新型コロナウイルス感染症の流行に伴い、休校措置がとられたり登校日が限られてしまった学生たち。

茨城県立砂浦第三高校の二年生になった天文部の渓本亜紗たちの活動もまた厳しい制限の中、やりたい事が出来ずにいた。

東京都渋谷区立ひばり森中学校に通う安藤真宙は、男子生徒が真宙ただ一人という状況の中、理科部に入部する。

長崎県五島列島で旅館業を営む家庭に育った佐々野円は、長崎県立泉水高校の吹奏楽部に所属していたが、旅館を営む家の事情から友人たちに距離を置かれてしまう。
そんな時、留学してきていたクラスメイトの武藤柊から天文台に誘われる。

リアルな活動に制限が掛けられている中、彼らはオンラインでつながり、一つの目標に向かって動き出す。
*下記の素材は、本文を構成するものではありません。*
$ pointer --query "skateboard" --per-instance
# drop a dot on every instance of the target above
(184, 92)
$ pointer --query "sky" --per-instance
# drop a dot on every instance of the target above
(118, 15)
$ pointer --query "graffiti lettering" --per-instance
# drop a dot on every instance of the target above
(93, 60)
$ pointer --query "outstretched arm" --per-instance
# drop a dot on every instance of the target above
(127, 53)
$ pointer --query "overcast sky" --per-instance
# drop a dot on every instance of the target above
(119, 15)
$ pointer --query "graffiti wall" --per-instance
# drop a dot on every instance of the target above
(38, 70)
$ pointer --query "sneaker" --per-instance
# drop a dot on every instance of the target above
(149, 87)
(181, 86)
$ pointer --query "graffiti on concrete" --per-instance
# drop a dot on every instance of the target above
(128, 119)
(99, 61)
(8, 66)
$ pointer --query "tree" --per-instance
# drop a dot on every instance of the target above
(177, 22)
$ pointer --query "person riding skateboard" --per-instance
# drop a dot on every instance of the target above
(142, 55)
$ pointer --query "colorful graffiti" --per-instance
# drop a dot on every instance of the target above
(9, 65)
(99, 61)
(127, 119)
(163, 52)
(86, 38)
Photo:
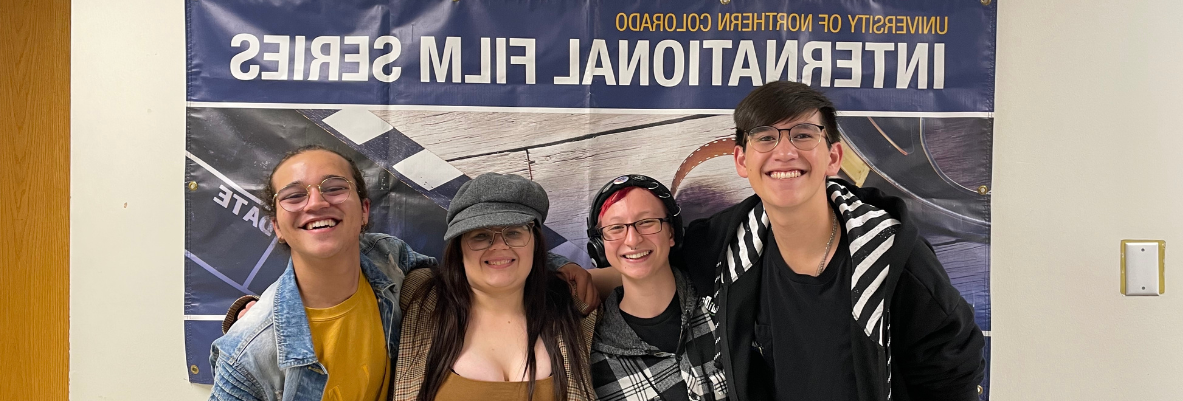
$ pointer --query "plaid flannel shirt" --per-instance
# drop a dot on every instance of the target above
(626, 368)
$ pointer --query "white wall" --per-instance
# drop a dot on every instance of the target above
(127, 340)
(1085, 156)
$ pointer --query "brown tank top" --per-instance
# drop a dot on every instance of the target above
(458, 388)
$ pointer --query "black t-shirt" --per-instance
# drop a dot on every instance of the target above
(661, 330)
(803, 328)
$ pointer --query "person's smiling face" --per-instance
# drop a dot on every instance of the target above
(499, 267)
(317, 230)
(786, 176)
(638, 256)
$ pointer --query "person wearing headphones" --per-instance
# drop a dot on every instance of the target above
(654, 338)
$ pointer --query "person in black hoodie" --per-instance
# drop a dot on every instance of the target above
(821, 290)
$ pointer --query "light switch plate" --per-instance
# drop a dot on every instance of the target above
(1142, 267)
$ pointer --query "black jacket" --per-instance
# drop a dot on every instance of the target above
(913, 336)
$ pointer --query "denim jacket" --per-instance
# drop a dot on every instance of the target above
(269, 355)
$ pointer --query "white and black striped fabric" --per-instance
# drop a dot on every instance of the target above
(871, 232)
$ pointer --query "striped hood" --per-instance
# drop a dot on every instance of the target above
(871, 232)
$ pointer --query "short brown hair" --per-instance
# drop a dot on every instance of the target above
(780, 101)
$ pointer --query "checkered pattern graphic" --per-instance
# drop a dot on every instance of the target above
(412, 163)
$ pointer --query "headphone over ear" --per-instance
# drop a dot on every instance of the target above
(595, 243)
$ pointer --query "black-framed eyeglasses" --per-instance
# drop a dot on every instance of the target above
(334, 189)
(803, 136)
(512, 235)
(644, 227)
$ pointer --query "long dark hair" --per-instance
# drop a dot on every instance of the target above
(550, 315)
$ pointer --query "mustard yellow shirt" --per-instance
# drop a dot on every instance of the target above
(350, 343)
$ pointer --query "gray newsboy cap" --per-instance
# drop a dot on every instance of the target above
(493, 200)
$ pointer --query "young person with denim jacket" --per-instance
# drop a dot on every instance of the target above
(328, 329)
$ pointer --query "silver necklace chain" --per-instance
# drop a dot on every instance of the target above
(833, 230)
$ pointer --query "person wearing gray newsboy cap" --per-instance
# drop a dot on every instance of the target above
(492, 200)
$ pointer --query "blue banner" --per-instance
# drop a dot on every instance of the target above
(909, 56)
(426, 95)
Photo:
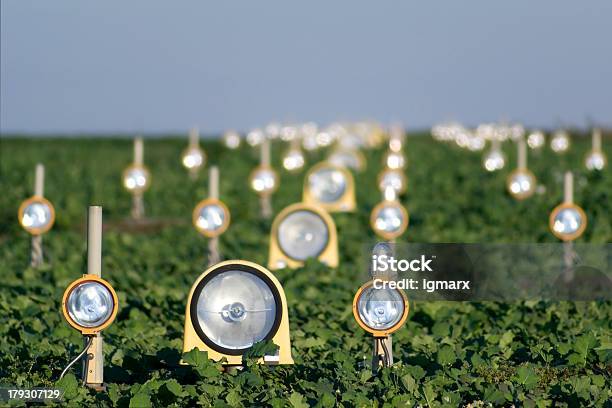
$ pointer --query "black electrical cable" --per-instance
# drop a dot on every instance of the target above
(386, 360)
(77, 358)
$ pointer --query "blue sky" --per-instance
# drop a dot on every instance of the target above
(72, 66)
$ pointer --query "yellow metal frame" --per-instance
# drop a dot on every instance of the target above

それは、スターキャッチコンテストと呼ばれる、手作りの望遠鏡を使って星を観測するというものだった。

これを主軸に繰り広げられる青春群像劇。

昨年7月には本作原作の映画が公開されたのだそう。
そちらは観ていないけれど、きっといい映画になっていることだろう。

辻村らしいストーリーに没入間違いない。


2025年2月22日土曜日

名前探しの放課後

辻村深月。

ブックオフで何気に買ったのが下巻だったので、慌てて上巻を入手。

約3ヶ月のタイムスリップをして過去に戻ってしまった依田いつか。

いつかは、同郷でクラスメートである坂崎あすかに、その事実を告げる。
「今から俺たちの同級生が自殺する。でもそれが誰なのか思い出せないんだ」という言葉と一緒に。

辻村らしい学園、青春、ミステリーてんこ盛り。

時代が少し古いのはご愛嬌だが、最後までハラハラさせるいいストーリー。
(^-^)

2024年5月15日水曜日

クローバーナイト

辻村深月。

知り合いの会計事務所で働く公認会計士の裕。
同い年の妻である志保は個人経営者としてたまにメディアにも取りあげられる。
そして、保育園に通うおしゃまな長女とマイペースの長男。
4人家族を四つ葉のクローバーに見立て、それを守る騎士が裕の役割なのだ。

保育園で巻き起こる日常の波風は、当事者にしか分からない特別な世界の出来事。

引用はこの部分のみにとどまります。